Times have been tough for Arsenal over the past decade or so. Our decline can be somewhat represented by the last time we played Slavia in Europe. At the Emirates, back in 2007, we thumped them 7-0 in the Champions League. At the Emirates again, this time in 2021, we laboured to a 1-1 draw in the Europa League.
So, we went back to Prague needing a win. Anything less would cement our fall from grace and see our season as good as finished. But it would also feel like a failure in another, truly bitter way.
Slavia are a club who have faced a number of allegations of racism over the past few years.
Just this week, UEFA handed out a 10-game ban to their defender Ondrej Kudela for abusing Rangers' Glen Kamara in the last round of the Europa League.
In 2019, Inter Milan striker Romelu Lukaku claimed he had been racially abused by Slavia fans during a Champions League fixture. And just a month before that incident, the Prague home crowd had allegedly given Barcelona's Nelson Semedo similar treatment.
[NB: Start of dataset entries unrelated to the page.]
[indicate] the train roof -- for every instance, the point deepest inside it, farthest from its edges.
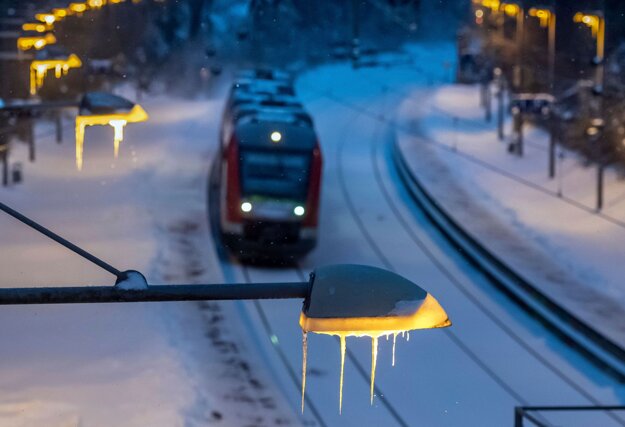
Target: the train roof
(294, 115)
(262, 86)
(258, 134)
(264, 73)
(246, 97)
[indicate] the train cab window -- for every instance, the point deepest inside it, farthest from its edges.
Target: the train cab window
(275, 174)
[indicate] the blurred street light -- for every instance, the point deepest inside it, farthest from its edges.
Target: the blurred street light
(47, 18)
(596, 22)
(37, 27)
(61, 64)
(77, 8)
(96, 4)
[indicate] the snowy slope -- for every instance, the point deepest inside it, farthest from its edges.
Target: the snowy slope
(137, 364)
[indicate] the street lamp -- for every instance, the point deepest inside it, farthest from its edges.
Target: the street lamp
(355, 300)
(343, 300)
(47, 18)
(514, 10)
(547, 19)
(77, 8)
(96, 4)
(36, 42)
(99, 108)
(59, 61)
(596, 22)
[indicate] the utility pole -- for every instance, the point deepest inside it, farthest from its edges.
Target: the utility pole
(4, 152)
(355, 32)
(59, 127)
(499, 80)
(552, 145)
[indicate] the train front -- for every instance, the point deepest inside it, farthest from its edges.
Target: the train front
(271, 188)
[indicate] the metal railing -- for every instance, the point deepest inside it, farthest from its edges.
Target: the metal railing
(522, 413)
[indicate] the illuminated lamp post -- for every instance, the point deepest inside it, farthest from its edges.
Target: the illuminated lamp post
(46, 18)
(513, 10)
(99, 108)
(37, 41)
(343, 300)
(51, 59)
(596, 22)
(38, 27)
(77, 8)
(547, 19)
(96, 4)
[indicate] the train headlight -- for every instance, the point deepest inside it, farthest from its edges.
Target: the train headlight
(246, 207)
(276, 136)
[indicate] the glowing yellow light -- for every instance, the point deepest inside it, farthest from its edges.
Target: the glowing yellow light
(115, 120)
(429, 314)
(59, 13)
(276, 136)
(77, 7)
(493, 5)
(96, 4)
(511, 9)
(39, 69)
(36, 26)
(48, 18)
(543, 15)
(591, 21)
(36, 42)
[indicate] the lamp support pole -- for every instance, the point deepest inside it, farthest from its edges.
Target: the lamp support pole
(108, 294)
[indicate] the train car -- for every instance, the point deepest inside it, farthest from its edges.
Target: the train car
(270, 182)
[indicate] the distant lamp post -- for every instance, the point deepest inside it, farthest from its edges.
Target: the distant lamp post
(493, 5)
(547, 19)
(96, 4)
(47, 18)
(355, 300)
(58, 60)
(596, 22)
(77, 8)
(36, 42)
(59, 14)
(513, 10)
(99, 108)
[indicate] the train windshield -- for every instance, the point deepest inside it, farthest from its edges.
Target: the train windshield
(275, 174)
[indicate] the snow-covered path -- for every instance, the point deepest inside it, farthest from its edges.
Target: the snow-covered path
(172, 364)
(492, 359)
(169, 364)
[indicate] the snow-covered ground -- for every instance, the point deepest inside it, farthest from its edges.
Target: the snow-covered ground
(491, 359)
(239, 364)
(159, 364)
(559, 243)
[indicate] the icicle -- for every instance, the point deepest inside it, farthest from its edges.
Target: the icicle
(304, 357)
(342, 371)
(374, 357)
(394, 340)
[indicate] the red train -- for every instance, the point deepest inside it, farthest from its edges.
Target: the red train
(270, 181)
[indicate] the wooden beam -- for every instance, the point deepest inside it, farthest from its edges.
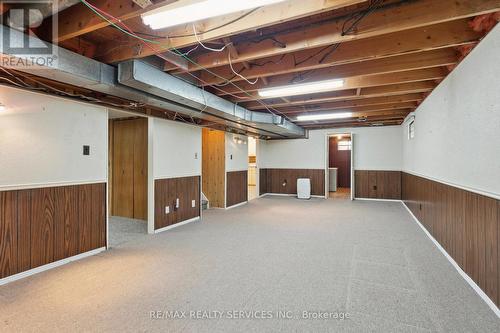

So, when Arsenal came to Prague, the desire to win was present for reasons far greater than just football. Lacazette knew this full well. Before the game, he and the other club captains got permission from Arsenal and UEFA to send out a message.
At kick off, when the referee blew his whistle, the Arsenal players took a customary knee, while the Slavia players stood shoulder-to-shoulder around the outer edge of the centre circle. Lacazette entered that centre circle, took a knee, and stared down the opposition – members of a club who consistently deny various allegations of racism.
The gesture had been made. The tone had been set.
But for it to truly leave a mark, Arsenal still had a job to do. Well, they started the game like a team who were more than aware of that.
In the 14th minute Emile Smith Rowe finished well after Bukayo Saka’s stunning solo effort had rebounded off the post. The celebrations were short-lived, however, as VAR ruled it out for the most marginal offside. In a game where an early goal is so vital, a sucker punch like that can often deflate a team. Not tonight though.
Just ten minutes later, Arsenal led 3-0 and the tie was won. Lacazette had been at the heart of everything good, scoring our second from the penalty spot before grabbing himself another in the 77th minute – making it 4-0 on the night.
For a club that has always been proud of its diverse fanbase, this was a tie that really meant a lot. Winning it 5-1 was a timely reminder of just what this club can mean to all of us.
Lacazette may not go down as one of the club’s greatest players, but he should always be revered for this iconic night in Prague.
A night where he led Arsenal to a win over racism.